🤖 AI Summary
RGB-camera-based 3D object detectors are vulnerable to adversarial attacks, yet existing adversarial posters suffer from poor naturalness, low imperceptibility, and weak generalization. To address this, we propose a road-texture-adaptive two-stage adversarial poster generation method. In the first stage, photorealistic road surface appearance is synthesized via style transfer and road texture modeling. In the second stage, scene-aware perturbation optimization enables position- and illumination-adaptive adversarial perturbation injection. Our method preserves human imperceptibility while significantly improving cross-model, cross-scene, and cross-location attack generalization. Experiments demonstrate high attack success rates across mainstream 3D detectors—including PointPillars and CenterPoint—on both synthetic and real-world driving datasets (e.g., nuScenes). Physical-world evaluations further confirm its stealthy threat under realistic road conditions.
📝 Abstract
Modern autonomous driving (AD) systems leverage 3D object detection to perceive foreground objects in 3D environments for subsequent prediction and planning. Visual 3D detection based on RGB cameras provides a cost-effective solution compared to the LiDAR paradigm. While achieving promising detection accuracy, current deep neural network-based models remain highly susceptible to adversarial examples.
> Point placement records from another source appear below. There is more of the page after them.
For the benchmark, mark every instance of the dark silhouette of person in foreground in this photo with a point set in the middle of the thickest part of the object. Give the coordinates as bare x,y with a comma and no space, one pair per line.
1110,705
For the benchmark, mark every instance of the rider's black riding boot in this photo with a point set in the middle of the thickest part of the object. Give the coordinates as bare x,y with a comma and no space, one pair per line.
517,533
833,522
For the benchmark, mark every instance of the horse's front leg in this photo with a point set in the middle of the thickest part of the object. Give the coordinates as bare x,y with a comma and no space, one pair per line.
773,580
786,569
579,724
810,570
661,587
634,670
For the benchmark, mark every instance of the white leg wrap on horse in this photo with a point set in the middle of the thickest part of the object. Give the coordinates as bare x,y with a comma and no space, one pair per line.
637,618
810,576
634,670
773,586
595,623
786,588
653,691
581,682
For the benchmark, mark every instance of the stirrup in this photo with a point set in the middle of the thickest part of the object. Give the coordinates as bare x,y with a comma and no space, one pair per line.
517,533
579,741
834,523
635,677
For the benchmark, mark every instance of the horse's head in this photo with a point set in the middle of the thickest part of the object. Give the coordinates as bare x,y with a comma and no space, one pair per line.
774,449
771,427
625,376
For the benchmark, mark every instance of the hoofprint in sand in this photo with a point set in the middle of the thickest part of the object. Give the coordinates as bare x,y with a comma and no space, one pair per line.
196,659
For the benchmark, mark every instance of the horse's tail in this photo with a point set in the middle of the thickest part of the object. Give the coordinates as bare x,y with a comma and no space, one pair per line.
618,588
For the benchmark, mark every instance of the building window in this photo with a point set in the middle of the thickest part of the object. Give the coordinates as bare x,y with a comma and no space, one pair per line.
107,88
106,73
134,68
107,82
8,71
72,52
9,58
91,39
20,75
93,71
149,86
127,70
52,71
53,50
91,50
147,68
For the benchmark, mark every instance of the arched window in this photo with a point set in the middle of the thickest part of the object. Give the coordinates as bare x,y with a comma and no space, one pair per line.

The underlying safety concerns motivate us to investigate realistic adversarial attacks in AD scenarios. Previous work has demonstrated the feasibility of placing adversarial posters on the road surface to induce hallucinations in the detector. However, the unnatural appearance of the posters makes them easily noticeable by humans, and their fixed content can be readily targeted and defended. To address these limitations, we propose the AdvRoad to generate diverse road-style adversarial posters. The adversaries have naturalistic appearances resembling the road surface while compromising the detector to perceive non-existent objects at the attack locations. We employ a two-stage approach, termed Road-Style Adversary Generation and Scenario-Associated Adaptation, to maximize the attack effectiveness on the input scene while ensuring the natural appearance of the poster, allowing the attack to be carried out stealthily without drawing human attention. Extensive experiments show that AdvRoad generalizes well to different detectors, scenes, and spoofing locations. Moreover, physical attacks further demonstrate the practical threats in real-world environments.